Organisation
Histories of Art, Architecture and Visual Culture
Research Group
The research unit Histories of Art, Architecture and Visual Culture (VISU) offers a platform for fundamental research on the history and theory of art, architecture and visual culture from the early modern period up to the present. It studies not only the artistic and architectural practice, the material object and the spatial environment, but also the broader cultural, historical and societal context, which often relates to current themes such as new media, visualisation of conflict and war, urbanisation, sustainability, multiculturality and globalisation. Key questions concern the circulation of images, artefacts, practices and knowlegde across boundaries. These cross-overs are understood as mutual interactions between the different arts and as exchanges between different cultures, traditions, regions or periods. The scientific research within VISU is structured around three closely interwoven research lines:
• Histories of Architecture
This research line focuses on the history of architecture, urbanism and the decorative arts from the early modern period up to the present. Particular attention goes to the Low Countries (early modern period) in a European perspective and to Belgium (from the 19th century) in a global context. In line with the tradition of architectural history, research is carried out on all aspects of the built environment: from planning, design and execution of buildings to their interior design, decoration, use, reception, typological development and theorisation. At the same time the focus on architecture is broadened by studying also the multiple interactions with neighbouring domains: on the one hand with science and technology, among others via research on engineering and building techniques (cf. construction history); on the other with the arts and visual culture, among others via research on the oeuvre of artists-architects and the representation of architecture and cities in the visual arts (cf. urban iconography).
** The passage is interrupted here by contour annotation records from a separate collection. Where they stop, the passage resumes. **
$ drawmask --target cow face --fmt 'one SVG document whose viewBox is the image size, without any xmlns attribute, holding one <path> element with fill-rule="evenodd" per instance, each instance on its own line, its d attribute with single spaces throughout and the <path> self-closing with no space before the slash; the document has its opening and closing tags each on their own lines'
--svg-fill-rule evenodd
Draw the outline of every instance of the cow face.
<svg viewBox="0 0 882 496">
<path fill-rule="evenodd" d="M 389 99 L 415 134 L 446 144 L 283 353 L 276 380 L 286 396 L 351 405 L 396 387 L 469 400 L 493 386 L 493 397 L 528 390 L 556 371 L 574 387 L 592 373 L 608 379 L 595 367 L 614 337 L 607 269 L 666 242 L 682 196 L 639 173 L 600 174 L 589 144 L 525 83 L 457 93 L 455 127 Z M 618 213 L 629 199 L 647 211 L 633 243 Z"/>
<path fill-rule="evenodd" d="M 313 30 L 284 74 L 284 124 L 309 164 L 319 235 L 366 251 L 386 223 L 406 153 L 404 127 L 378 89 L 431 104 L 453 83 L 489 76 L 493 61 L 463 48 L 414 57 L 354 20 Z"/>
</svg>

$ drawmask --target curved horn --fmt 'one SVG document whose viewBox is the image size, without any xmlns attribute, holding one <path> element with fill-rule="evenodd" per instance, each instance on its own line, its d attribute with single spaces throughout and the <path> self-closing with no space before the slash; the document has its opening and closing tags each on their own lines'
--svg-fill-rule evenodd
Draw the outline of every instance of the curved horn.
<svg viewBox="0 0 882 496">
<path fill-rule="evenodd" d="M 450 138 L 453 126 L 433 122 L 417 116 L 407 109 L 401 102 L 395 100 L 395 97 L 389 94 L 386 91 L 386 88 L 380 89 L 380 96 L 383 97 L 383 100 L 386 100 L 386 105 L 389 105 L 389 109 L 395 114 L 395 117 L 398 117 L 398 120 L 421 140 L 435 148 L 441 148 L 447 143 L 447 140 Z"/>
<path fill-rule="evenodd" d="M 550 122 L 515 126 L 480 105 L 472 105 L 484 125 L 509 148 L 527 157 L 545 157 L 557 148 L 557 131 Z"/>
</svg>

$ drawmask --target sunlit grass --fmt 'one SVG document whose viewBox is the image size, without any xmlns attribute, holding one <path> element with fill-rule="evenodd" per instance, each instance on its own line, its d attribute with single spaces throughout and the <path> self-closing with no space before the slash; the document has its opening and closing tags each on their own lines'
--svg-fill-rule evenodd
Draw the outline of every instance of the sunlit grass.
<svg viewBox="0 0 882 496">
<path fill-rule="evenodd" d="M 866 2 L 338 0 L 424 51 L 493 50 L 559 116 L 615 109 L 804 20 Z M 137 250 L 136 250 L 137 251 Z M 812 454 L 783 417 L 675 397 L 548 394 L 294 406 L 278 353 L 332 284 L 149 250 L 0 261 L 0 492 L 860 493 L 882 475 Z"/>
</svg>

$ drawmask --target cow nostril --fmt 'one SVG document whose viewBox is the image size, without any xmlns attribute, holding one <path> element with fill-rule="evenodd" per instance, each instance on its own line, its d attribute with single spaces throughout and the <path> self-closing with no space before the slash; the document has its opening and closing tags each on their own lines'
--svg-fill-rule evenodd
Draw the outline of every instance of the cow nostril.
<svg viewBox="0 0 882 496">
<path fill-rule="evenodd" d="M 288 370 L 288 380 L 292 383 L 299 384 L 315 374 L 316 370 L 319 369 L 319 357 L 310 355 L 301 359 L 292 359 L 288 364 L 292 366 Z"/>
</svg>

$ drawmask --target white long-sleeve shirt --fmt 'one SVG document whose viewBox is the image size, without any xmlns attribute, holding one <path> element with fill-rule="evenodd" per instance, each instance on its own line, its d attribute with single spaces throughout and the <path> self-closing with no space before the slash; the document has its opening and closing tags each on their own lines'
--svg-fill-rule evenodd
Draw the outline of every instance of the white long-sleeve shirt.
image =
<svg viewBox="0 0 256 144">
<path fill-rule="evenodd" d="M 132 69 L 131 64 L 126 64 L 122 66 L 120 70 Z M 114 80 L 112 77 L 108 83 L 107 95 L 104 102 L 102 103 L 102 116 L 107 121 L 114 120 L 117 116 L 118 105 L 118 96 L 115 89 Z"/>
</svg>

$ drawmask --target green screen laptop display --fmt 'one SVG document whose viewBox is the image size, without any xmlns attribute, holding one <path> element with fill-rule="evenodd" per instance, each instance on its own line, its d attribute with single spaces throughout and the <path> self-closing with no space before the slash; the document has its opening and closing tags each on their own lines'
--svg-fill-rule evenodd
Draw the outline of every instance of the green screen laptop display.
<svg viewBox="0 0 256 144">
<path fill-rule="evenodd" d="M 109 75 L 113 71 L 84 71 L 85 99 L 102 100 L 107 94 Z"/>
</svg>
• Early Modern Art and Visual Culture
In extension of the previous research line, this line studies European early modern art and visual culture in a global perspective. Anchored in the art-historical tradition by an object-oriented approach, the aim is to broaden the monographic view and look at interactions between objects, images, makers and beholders, thus mapping the broader visual culture. Special expertise concerns the circulation of artworks and artefacts in networks of artists, scholars and merchants in the sixteenth- and seventeenth-century Low Countries. The study of canonical works by Bruegel and Rubens, among others, as well as anonymous pamphlets and news prints, in connection with material and literary culture and socio-political contexts, aims to reintegrate early modern images and objects in the societal debates and reflections of their time, often resonating today: knowledge explosion, new media, political and confessional polarisation, climate, globalisation, urbanisation, interrogation and meditation.